(Corrects name of consultant in fourth paragraph and name of firm in sixth in story that ran on May 24.)
May 24 (Bloomberg) -- Joshua Berkowitz, who started hedge- fund firm Woodbine Capital Advisors LP on the heels of producing a 121 percent gain as a trader for billionaire George Soros in 2008, is returning client money after failing to meet performance goals, a person briefed on the matter said.
The manager told clients in a letter yesterday that he will give back their capital at the end of the month, said the person, who asked not to be identified because the information is private. Todd Fogarty, a spokesman for New York-based Woodbine at Kekst & Co., declined to comment on the plans.
Berkowitz, 48, whose macro fund sought to profit from economic trends, said in the letter that his fund hadn’t produced the high returns that he had hoped to deliver, the person said.
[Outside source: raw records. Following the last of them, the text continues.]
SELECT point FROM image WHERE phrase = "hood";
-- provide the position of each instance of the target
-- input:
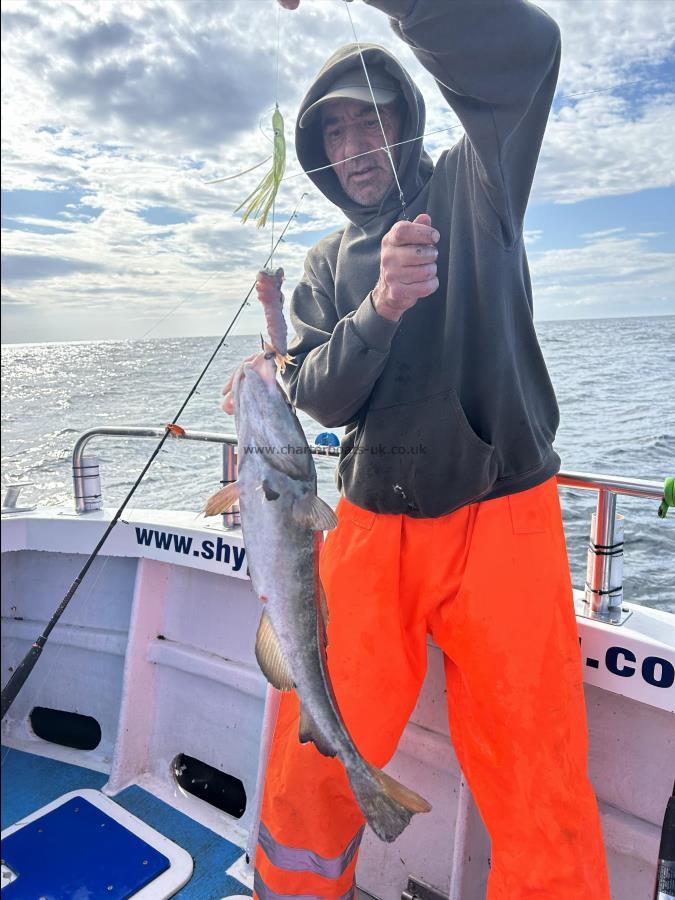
(414, 166)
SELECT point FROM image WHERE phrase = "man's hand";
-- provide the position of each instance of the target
(407, 267)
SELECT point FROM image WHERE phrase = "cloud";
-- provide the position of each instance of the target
(31, 267)
(124, 111)
(615, 274)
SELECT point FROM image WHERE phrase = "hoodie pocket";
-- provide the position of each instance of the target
(422, 458)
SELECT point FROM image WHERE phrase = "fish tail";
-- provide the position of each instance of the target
(386, 803)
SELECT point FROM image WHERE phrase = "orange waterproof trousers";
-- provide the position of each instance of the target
(490, 583)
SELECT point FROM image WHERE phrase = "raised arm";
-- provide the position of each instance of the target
(496, 63)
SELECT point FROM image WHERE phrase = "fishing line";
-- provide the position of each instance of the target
(367, 152)
(276, 104)
(25, 667)
(379, 119)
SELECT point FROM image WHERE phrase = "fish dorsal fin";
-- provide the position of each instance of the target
(313, 513)
(271, 657)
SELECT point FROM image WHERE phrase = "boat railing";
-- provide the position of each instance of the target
(604, 573)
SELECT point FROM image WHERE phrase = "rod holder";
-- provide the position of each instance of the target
(87, 484)
(604, 566)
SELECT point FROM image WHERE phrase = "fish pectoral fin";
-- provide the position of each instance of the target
(314, 513)
(309, 732)
(271, 657)
(222, 500)
(268, 490)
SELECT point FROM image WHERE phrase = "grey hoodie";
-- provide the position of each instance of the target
(453, 403)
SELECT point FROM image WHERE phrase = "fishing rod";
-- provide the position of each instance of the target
(27, 664)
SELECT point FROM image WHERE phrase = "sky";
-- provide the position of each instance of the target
(116, 114)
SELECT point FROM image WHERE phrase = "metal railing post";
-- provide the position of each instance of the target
(231, 517)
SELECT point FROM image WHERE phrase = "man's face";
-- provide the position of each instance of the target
(350, 128)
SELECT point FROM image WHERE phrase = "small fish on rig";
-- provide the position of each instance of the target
(282, 519)
(268, 284)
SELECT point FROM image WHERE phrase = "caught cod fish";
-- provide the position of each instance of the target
(282, 518)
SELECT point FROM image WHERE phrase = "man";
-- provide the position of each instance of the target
(418, 336)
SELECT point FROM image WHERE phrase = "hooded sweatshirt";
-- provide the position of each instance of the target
(453, 403)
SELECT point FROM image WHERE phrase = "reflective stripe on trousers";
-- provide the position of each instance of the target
(490, 583)
(283, 871)
(261, 892)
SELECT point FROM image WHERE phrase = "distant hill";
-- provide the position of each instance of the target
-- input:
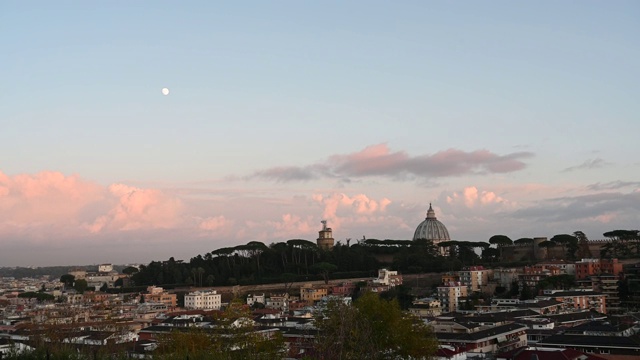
(52, 271)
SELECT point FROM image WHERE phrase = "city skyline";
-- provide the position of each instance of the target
(515, 119)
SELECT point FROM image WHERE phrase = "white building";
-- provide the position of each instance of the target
(252, 299)
(105, 268)
(450, 295)
(388, 278)
(203, 300)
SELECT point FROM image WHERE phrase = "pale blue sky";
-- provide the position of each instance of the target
(264, 85)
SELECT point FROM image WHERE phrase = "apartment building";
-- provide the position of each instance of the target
(203, 300)
(450, 294)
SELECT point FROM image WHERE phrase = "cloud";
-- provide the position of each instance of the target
(613, 185)
(50, 205)
(471, 197)
(588, 165)
(378, 160)
(609, 206)
(137, 208)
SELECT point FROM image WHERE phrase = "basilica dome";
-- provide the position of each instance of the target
(431, 229)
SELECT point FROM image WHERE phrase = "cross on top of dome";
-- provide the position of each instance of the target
(430, 213)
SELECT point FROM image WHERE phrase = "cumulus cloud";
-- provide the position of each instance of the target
(588, 165)
(378, 160)
(614, 185)
(137, 208)
(50, 205)
(471, 197)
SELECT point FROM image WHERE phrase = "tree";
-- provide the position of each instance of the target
(583, 245)
(526, 293)
(67, 280)
(288, 279)
(567, 241)
(523, 241)
(130, 270)
(500, 240)
(491, 254)
(324, 269)
(372, 329)
(547, 245)
(80, 285)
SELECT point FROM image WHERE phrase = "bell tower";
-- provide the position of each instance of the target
(325, 237)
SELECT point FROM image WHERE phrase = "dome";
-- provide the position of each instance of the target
(431, 229)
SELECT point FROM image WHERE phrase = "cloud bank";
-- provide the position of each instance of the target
(378, 160)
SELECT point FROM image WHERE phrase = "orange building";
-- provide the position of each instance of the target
(590, 267)
(158, 295)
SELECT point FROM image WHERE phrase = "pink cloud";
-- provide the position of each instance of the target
(44, 200)
(50, 205)
(378, 160)
(470, 196)
(137, 208)
(340, 209)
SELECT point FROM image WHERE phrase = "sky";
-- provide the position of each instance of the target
(514, 118)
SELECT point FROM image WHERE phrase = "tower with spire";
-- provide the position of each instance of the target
(325, 237)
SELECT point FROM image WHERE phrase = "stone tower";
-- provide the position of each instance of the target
(325, 237)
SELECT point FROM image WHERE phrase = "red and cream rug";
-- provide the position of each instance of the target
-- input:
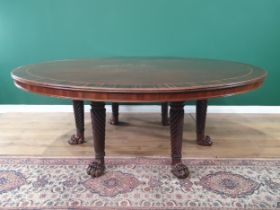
(138, 183)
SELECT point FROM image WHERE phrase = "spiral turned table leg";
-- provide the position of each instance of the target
(78, 138)
(164, 114)
(176, 132)
(98, 117)
(114, 120)
(201, 110)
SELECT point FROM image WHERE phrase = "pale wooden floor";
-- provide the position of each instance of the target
(234, 135)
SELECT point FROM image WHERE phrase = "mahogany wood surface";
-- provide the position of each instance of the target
(139, 79)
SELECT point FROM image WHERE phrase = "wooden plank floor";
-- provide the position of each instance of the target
(234, 135)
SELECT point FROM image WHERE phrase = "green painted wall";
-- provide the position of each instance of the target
(247, 31)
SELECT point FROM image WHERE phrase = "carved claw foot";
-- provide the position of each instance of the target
(204, 141)
(76, 139)
(95, 169)
(113, 121)
(180, 170)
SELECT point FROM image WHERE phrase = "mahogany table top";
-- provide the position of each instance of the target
(138, 79)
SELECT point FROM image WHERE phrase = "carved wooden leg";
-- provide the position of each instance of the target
(201, 110)
(78, 138)
(114, 120)
(164, 114)
(98, 117)
(176, 131)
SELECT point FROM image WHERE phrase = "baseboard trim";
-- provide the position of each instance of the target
(142, 109)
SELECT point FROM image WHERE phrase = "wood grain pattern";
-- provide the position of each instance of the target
(139, 80)
(238, 136)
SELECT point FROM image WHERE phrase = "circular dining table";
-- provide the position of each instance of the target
(141, 80)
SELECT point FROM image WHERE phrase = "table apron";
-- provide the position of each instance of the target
(137, 97)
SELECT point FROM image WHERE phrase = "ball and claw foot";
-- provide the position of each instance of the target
(113, 121)
(204, 141)
(95, 169)
(76, 139)
(180, 170)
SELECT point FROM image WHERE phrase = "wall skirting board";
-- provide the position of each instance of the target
(142, 108)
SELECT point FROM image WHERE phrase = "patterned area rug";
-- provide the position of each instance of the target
(139, 183)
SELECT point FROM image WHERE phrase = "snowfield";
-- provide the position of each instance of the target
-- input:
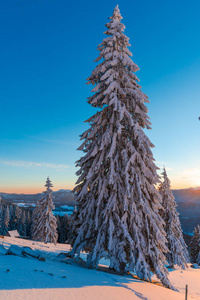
(61, 278)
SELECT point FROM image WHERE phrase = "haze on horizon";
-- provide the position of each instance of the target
(45, 61)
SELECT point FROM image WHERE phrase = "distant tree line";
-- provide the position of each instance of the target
(13, 217)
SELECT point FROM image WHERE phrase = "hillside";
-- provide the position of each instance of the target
(61, 278)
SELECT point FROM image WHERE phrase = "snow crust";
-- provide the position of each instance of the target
(29, 278)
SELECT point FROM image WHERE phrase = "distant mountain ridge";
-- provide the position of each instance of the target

Woodbine, which Berkowitz started in 2008, has seen assets decline to about $400 million from a peak of $3 billion four years ago.
“They were the most disappointing fund that I had steered my clients to based on how he conveyed to me how he manages money and because of his reputation at that time,” said Vidak Radonjic of Beryl Consulting Group LLC in Jersey City, New Jersey. “He just wasn’t in tune with the markets.”
The hedge fund gained 15 percent from January 2009 through the end of last year, the person said. Macro hedge funds returned about 17 percent in the same period, according to data compiled by Bloomberg.
Berkowitz had a 33 percent annualized return while at Soros’s hedge-fund firm Soros Fund Management LLC, where he worked from 2005 to 2008, and for the first seven months at Woodbine, according to the firm’s marketing documents.
The fund manager started trading at Woodbine in January 2009 with about $180 million after leaving Soros. He had previously worked at Steven A. Cohen’s SAC Capital Advisors LP and spent six years as a proprietary trader at Goldman Sachs Group Inc., according to the documents.
Woodbine said in a December letter that it was betting on Japanese equities, investing in financial and real estate stocks there. The Nikkei 225 Stock Average has lost 11 percent this year.
The firm also said it was betting on the dollar versus the yen, Canadian and Australian dollars and Turkish lira. The dollar has fallen about 3 percent against the yen.
Several other New York-based hedge-fund firms have shuttered in 2014. In January, Scout Capital Management LLC, the $6.7 billion firm run by James Crichton and Adam Weiss, said it was closing after 15 years following Weiss’s decision to step back from managing money for investors. The same month, Bob Karr’s $5.1 billion Joho Capital LLC said it was liquidating after 18 years so that Karr could focus on philanthropy.
About 296 hedge funds liquidated in the first quarter, the most since the first quarter of 2009, when there were 376, according to data from Hedge Fund Research Inc.